• Source: Gordon Armstrong (politician)
    • Herbert Gordon Armstrong (1905 - 1993) was a Canadian politician, who served as mayor of Whitehorse, Yukon from 1950 to 1958.
      Born in Whitewood, Saskatchewan, Armstrong moved to Whitehorse to work as a butcher for the Burns Meat Packing Company.
      He won election in 1950 as Whitehorse's first mayor. When he was first elected mayor, Whitehorse was still a small frontier town with little municipal infrastructure and no city hall; the council rented meeting rooms from various commercial companies until taking over a vacated Canadian Army building. Initially challenged by the city's almost complete lack of any significant tax base to fund municipal services, Armstrong soon oversaw a rapid influx of federal government funding after Whitehorse was named the new capital city of Yukon in 1951.
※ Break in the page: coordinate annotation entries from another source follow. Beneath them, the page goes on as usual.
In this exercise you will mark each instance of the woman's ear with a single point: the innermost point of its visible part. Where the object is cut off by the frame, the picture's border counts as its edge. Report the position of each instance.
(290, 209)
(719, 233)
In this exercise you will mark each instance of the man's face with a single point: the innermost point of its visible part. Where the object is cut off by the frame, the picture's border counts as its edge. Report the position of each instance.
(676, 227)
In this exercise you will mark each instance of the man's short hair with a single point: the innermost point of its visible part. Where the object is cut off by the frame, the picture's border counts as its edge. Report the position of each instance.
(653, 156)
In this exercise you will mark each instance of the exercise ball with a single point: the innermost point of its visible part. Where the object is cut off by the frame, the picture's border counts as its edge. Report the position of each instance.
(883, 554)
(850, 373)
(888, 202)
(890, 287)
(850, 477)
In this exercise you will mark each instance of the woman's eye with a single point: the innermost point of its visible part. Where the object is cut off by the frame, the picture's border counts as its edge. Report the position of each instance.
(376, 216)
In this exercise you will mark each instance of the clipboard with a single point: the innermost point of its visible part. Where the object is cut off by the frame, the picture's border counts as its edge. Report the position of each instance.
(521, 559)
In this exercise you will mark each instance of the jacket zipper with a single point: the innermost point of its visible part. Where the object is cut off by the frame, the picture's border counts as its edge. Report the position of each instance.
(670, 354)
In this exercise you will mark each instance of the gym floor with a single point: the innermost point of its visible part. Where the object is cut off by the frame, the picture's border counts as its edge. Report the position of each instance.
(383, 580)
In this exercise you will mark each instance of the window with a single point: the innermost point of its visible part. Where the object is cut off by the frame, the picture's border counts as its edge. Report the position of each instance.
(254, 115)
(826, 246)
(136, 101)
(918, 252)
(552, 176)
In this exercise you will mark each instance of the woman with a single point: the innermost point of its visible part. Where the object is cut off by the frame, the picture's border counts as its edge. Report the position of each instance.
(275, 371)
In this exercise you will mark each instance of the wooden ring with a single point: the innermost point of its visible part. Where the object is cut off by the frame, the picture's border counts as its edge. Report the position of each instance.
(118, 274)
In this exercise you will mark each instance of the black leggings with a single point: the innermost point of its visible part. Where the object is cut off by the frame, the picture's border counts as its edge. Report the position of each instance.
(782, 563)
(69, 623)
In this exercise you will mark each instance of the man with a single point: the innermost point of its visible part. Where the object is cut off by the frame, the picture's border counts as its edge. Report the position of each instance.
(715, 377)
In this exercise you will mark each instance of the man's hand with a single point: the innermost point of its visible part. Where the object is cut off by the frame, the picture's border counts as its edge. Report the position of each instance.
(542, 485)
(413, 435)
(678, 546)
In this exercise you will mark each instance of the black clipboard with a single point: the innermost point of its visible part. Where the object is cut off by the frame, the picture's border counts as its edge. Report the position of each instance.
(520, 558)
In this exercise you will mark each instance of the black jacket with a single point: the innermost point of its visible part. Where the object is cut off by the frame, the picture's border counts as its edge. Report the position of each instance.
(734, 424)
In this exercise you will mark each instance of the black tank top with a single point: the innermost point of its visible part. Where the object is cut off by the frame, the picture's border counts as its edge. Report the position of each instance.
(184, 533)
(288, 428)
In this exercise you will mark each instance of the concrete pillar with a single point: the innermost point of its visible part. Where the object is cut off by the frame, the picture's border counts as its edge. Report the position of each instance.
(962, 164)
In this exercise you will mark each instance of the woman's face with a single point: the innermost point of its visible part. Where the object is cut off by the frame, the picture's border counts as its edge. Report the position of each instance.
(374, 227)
      In 1954, Armstrong left his job with the Burns Company to launch Yukon Sales, a wholesaler which imported and transported commercial goods not widely available in the territory. In his capacity as mayor, in the same year he launched the most ambitious program of his term, winning a plebiscite on a $10 per month municipal tax to fund the construction of the city's water and sewer systems.
      He stepped down as mayor in 1958, and moved to Vancouver, British Columbia, in 1962. He remained a partner in Yukon Sales, making regular business trips back to Whitehorse. In 1978, he was granted the honorary title of Mayor Emeritus by the incumbent city council.
      He died on April 28, 1993, in Kelowna, British Columbia. The day after his death, statements of tribute were delivered in the Legislative Assembly of Yukon by MLAs Doug Phillips and Tony Penikett.